Archaeological Investigations in Abkhazia

Soon after the year 2000 Abkhazian and Russian archaeologists resumed their wide-scale study of Abkhazian antiquities. This work involved the Institute of Archaeology in conjunction with the Abkhazian Institute for Research in the Humanities and the State Museum of Abkhazia.
The Tsoukhua Burial-ground dating from the 4th–6th centuries AD and situated at the village of Achandara in the Bzyb Region of Abkhazia was one of the first sites which the joint expedition excavated. It had been left behind by a group of the rural population, which, to judge from the absence of weapons and rather simple grave goods, had not included representatives of the military élite of the given society. The grave goods in the burials, belonging to members of the Abazg tribe well-known from the written sources, revealed certain parallels with materials from the famous sites of Tsebelda. The inhabitants of the village of Achandara presented the team with a revealing assemblage of artefacts dating from the late-4th to the end of the 5th century AD including a rare bronze “egretka” — a richly ornamented open-work head-dress ornament.
A settlement dating from the Late Bronze Age in the village of Abgarkhuk is the first in this region which has been investigated using methods involving natural sciences. A.A. Golieva, from the Geography Institute of the Russian Academy of Sciences, took part in the investigation of the habitation levels of the settlement and a number of its features: the storage pits, the furnaces used for metal-working and the floors of the dwellings. The results of radio-carbon dating and the pottery assemblage made it possible to date the settlement to the third quarter or the end of the II millennium BC. Materials from the site provide grounds for assuming that the population had been associated with the Ochamchir Culture but had also been subject to influences from Central Colchis and the Central Caucasus and had played an important part in the emergence of Colchian cultures. A rare achievement for settlements of Colchis was the complete excavation of a dwelling, revealing — however surprising this might sound — very close parallels with ethnographic materials from Abkhazia.
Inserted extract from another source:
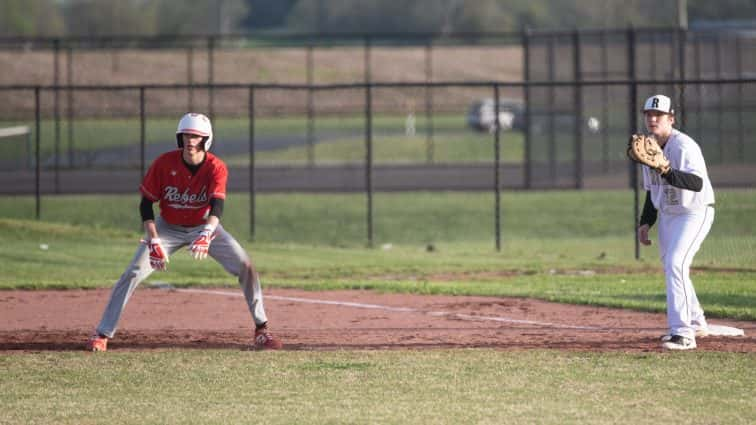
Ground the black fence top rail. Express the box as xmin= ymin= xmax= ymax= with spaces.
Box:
xmin=5 ymin=25 xmax=752 ymax=49
xmin=2 ymin=77 xmax=756 ymax=92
The expedition also excavated a warrior’s burial not far from the settlement dating from the end of the 8th century BC. It contained a richly decorated bronze axe, a spear, a pendant, pincers and also a bronze pectoral — a warrior’s ornament worn on the chest rarely found in the Caucasus, marking the route of the Cimmerians through the passes of the Great Caucasus.
Since 2006 the expedition team has been working in the vicinity of the town of Tkuarchal in the South-east of Abkhazia. On Mount Dzhantukh in this territory there had been an enormous necropolis in antiquity, to which the deceased had been brought from the whole of the surrounding area. The site, which had only been studied episodically by Abkhazian archaeologists in the 1980s, fell victim to intensive looting in that period. The expedition team has now completed its investigation of a two-level burial-pit with group burials after cremation performed outside the cemetery dating from the 11th to the late-8th century BC, of two individual burials dating from the 9th century BC in well-pits, also post-cremation burials in well-pits, and of three burial complexes dating from the second half of the 5th to the 3rd/2nd century BC, which contained group burials after local cremation. As a result of these investigations it has proved possible to trace patterns of change in the culture of the local population over a period of almost a thousand years. A series of finds testifies to this population’s links to the culture of early nomads. What points to the penetration this far of Greek traders is the presence of Classical imports, while clear “Koban” features can be traced back to the northern slopes of the Greater Caucasus range. It is here that the earliest find of an iron artefact was discovered in Abkhazia — a ring-shaped pendant dating from the 11th century BC. It is probable that the population which abandoned this burial-ground controlled the main trade routes in antiquity, which linked Western Transcaucasia with the Northern Caucasus.